Zika: Will the Olympic Games Go On?

February 5, 2016
Gale Scott

Rapidly mounting public health concerns about the spread of Zika virus have physicians debating whether the 2016 Summer Olympics in Brazil should be canceled.

Rapidly mounting public health concerns about the spread of Zika virus have physicians debating whether the 2016 Summer Olympics in Rio de Janeiro, Brazil should be canceled.

(Photo below

“If we are looking at it just as a public health question, probably cancelling would be the best thing,” said Marcus Sandling, MD, an infectious disease fellow at the Drexel University College of Medicine in Philadelphia, PA. )

But in the real world, he added, that is not likely, since Brazil has spent a great deal of time and money getting ready for the event. “There’s been so much planning,” said Sandling.

At New York University Langone Medical Center, bioethicists have argued that it would be irresponsible not to move the games, but agree that will not be a popular decision.

Athletes have trained for years to be there, and as with any Olympic Games, this one could be an individual athlete’s best or only chance to compete and do well.

Also, Sandling said, "It's not like having the Olympics in West Africa at the height of the ebola epidemic."

The virus, transmitted by mosquitoes, has been reported in more than 28 countries.

Sandling noted that the initial illness is usually mild. But the big problem is the threat it apparently poses to pregnant women, and to women and their male partners who could contract the virus, not know it, and spread it to a fetus.

Sandling said his advice for potential parents would be to use condoms for at least six weeks after one partner has been to a country where Zika warning are in effect.

A larger problem is that as the virus migrates, it could become endemic anywhere that mosquitos live year-round, including Florida.

That would make it much harder to prevent transmission, since any woman who might become pregnant would be at risk all year.

That is already a problem in countries where the virus is endemic, particularly in many Latin American countries where birth control is hard to obtain, Sandling noted.
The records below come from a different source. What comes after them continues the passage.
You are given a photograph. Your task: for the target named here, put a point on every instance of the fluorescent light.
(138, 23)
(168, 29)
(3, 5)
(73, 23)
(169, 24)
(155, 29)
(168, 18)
“The question of what to do about that is beyond my pay grade,” he said.

Vaccines are in the works, but will take years. Genetically altering mosquitoes so they can’t reproduce is also a possibility.

“That’s still theoretical,” he said.

Zika has been associated with a serious birth anomaly, microcephaly, in the newborns of women in Brazil, though a causal link has not been definitely established.

So far the International Olympics Committee (IOC) has taken a “watchful waiting” approach and athletes and team sponsors are focusing on mosquito control.

The World Health Organization has labelled the outbreaks a “public health emergency of international concern” but stopped short of telling the IOC to cancel or postpone the games.

At a news conference on Feb. 2 the Brazilian planners in charge of preparing for the Olympics said they are confident they can prevent widespread transmission of the virus.

Health warnings have intensified though as evidence mounts that the illness can be spread by sexual contact and that it can be harbored in blood and urine.

One problem with efforts to control and track the virus is that most people, about 80%, have no symptoms and that even when they arise they are mild.

The US Centers for Disease Control and Prevention (CDC) on Feb. 4 updated its warnings on Zika to say that women who are pregnant should not have sexual contact with men who have been in Zika zone or that they use condoms if they do.

The agency continues to update its travel advisories, on Feb. 5 adding several more countries to a list of places where the virus had caused illness.

Health officials in Dallas, TX have documented a sexually transmitted case.